Unfortunately, the Texas legislature, which just passed a texting ban in 2017, may not have the political will to expand that law just yet. That bill hasn’t even had a committee hearing in the Senate as yet. This, despite the numbers. According to TxDOT, there were more than 100,000 crashes in 2017 involving distracted driving, leading to 2,889 serious injuries and 444 fatalities.
A third bill designed to keep more Texans safe, House Bill 1289, is a reaction to aggressive drivers who fail to respect the rights of pedestrians to be in a crosswalk. The law would require all drivers to stop and yield to pedestrians who are legally present in a crosswalk. The current law merely requires the driver to “yield” to a pedestrian who is in a crosswalk when there is a “Walk” sign or if there is no traffic light.

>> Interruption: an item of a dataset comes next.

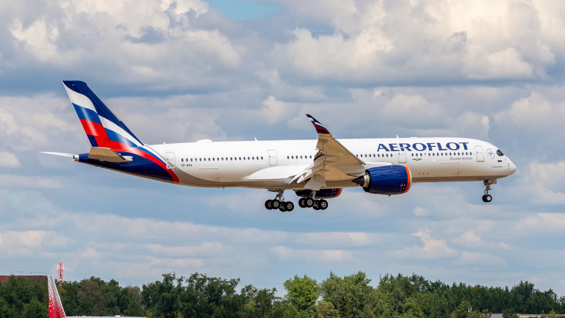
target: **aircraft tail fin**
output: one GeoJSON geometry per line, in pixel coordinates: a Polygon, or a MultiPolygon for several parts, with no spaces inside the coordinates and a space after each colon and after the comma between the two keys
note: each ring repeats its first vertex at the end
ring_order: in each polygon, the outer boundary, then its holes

While there doesn’t seem to be any vocal opposition to the bill, it remains stalled without even a committee assignment and hearing.
What If No New Laws Pass?
Of late, the Texas Transportation Commission (TTC) seems more determined than ever to expand safety on state roads. For example, back in March the TTC hosted and heard a presentation from the TxDOT Department of Engineering and Safety that indicated the agency’s seeming intention to implements a plan to reduce fatalities to zero by 2050.
Their plan seems to be modeled after Austin’s “Vision Zero” traffic plan introduced in 2016 with a goal of zero fatal injuries by 2025. Several other Texas cities have adopted similar plans, with the state of Washington being the first to adopt a statewide plan to reduce traffic deaths to zero. Since then, about half of the other states have set such plans in motion. All such plans intend to address the issue of traffic deaths through the implementation of better road design, greater enforcement of traffic laws and more effective public education programs.
Traffic experts are hopeful that the TTC will adopt such a zero-death plan when they meet later this month.
It’s clear that many Texas state officials recognize there is a problem with traffic deaths in the state, which can certainly be seen as progress; the first step to solving the problem. However, there still seems to be too much opposition to common sense measures that could make Texas Roads safer.